CBRE Research’s latest report, Viewpoint: New Buying Opportunities Whet Investor Appetite has shown that while new acquisition opportunities have arisen as a result of the upending of real estate fundamentals and a broader economic reset, investors will have to adopt different strategies from the past.
“As investors take on a more conservative approach, stable income flows generated by assets in gateway cities will be preferred. The continuous low interest rate environment will underpin demand for prime commercial real estate,” said Dr Henry Chin, Head of Research, APAC/EMEA.
Investors in the region are also encouraged to seek opportunities in the logistics sector, which is one of the favored institutional asset classes due to the structural shift towards e-commerce, spurring demand for additional warehousing space.
“The pandemic caused unprecedented disorder in supply chains everywhere, and uncovered flaws in traditional practices such as keeping lean inventory levels. Going forward, we expect manufacturers to keep more stock and reduce the distance between inventory and consumption points. This will translate into an uptick in warehouse demand near where consumers are,” said Dr Chin.
CBRE is also seeing many REITs trading at a discount to their Net Asset Value (NAV), with some retail and hotel REITs listed in Australia, Japan and Singapore priced at a NAV discount of 50 percent or more.
“While the scope for privatisation is limited, investors can still pursue platform acquisitions from office or diversified REITs, many of which are trading at 15% to 30% NAV discounts,” said CBRE Research.
“Our clients are commenting on the discounts offered by REITs relative to their NAV and the physical market. Investors may acquire an equity stake in listed companies to realise an immediate discount not otherwise achieved through direct real estate transactions,” highlighted CBRE’s Head of Capital Markets, Greg Hyland.
Additionally, sale and leaseback deals accounted for 8.6 percent of Asia Pacific commercial real estate investment volume in the first five months of 2020, an increase on the 1.4 percent recorded for 2019.
Around 20 percent of firms across various industries listed in Asia Pacific are also reported to potentially face financial constraints while real estate, energy, industrial manufacturing, retail and hospitality industries will see a higher proportion of company face liquidity pressure.
“When liquidity is at a premium, businesses may look to sell down assets to meet any near-term requirements. Despite the unprecedented support governments have provided, the economic fallout from Covid-19 should see companies increasing sale and leaseback offerings,” noted Hyland.
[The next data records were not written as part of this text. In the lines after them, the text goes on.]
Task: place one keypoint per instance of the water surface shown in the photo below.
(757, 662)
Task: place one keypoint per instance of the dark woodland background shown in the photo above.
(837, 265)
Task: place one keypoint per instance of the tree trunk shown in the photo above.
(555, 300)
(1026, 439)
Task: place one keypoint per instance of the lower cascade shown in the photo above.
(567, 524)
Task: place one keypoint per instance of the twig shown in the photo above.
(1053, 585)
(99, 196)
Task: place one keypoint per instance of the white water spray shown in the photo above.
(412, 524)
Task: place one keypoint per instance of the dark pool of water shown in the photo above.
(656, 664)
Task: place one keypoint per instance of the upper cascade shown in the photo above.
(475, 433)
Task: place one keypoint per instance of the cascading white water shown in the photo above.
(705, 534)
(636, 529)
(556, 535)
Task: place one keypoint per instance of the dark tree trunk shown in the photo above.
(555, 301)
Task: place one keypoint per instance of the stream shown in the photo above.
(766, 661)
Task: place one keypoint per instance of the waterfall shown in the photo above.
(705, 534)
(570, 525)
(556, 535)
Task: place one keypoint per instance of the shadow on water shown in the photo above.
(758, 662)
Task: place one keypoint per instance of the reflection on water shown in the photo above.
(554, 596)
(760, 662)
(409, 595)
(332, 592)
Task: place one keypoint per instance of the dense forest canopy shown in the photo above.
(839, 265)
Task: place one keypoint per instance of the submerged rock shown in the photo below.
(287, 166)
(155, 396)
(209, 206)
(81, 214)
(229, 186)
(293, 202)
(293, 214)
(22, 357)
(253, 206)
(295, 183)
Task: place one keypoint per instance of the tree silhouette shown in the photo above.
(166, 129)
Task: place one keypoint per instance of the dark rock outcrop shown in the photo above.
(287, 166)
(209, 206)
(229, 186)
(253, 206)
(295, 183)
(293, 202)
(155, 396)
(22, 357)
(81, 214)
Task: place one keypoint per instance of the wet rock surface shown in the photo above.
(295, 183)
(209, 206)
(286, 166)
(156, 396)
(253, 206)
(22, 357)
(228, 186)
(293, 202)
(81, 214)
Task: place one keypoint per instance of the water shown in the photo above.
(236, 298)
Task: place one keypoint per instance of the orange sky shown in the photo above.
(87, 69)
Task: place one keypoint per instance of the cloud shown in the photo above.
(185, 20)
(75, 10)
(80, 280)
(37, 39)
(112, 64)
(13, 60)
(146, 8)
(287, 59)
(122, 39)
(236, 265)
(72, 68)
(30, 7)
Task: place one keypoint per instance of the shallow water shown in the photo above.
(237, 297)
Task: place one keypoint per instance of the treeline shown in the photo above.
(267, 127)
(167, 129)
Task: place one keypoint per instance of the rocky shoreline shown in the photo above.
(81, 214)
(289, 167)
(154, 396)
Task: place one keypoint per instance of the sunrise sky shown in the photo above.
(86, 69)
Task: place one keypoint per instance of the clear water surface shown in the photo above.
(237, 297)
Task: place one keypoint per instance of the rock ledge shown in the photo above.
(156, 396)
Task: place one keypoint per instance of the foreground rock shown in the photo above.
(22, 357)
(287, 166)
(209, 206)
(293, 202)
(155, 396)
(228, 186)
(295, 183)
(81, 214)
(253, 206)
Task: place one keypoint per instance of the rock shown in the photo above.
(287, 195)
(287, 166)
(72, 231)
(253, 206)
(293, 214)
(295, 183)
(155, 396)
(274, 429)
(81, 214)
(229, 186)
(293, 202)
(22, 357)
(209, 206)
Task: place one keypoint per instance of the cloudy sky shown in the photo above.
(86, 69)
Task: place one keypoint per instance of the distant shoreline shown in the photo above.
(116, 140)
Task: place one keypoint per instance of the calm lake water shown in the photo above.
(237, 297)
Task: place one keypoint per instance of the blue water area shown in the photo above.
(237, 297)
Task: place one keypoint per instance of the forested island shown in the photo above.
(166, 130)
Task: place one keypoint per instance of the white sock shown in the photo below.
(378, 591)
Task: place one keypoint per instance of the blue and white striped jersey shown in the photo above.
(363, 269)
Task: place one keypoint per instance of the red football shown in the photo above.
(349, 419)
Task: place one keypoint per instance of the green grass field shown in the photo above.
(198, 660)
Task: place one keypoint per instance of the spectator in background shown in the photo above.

CBRE Research also stated that real estate debt will be a key investment channel for more seasoned investors as weaker rental projection will erode valuations, resulting in driving investors towards credit markets.
Conservative bank lenders will look to tighten the proportion of senior lending in the capital stack, creating opportunities for mezzanine financing in markets like Australia.
In Mainland China, public developers are still faced with some $137 billion of corporate bonds which will need refinancing. Meanwhile in India, delays in construction are affecting cash flows and creating demand for similar refinancing needs through additional debt.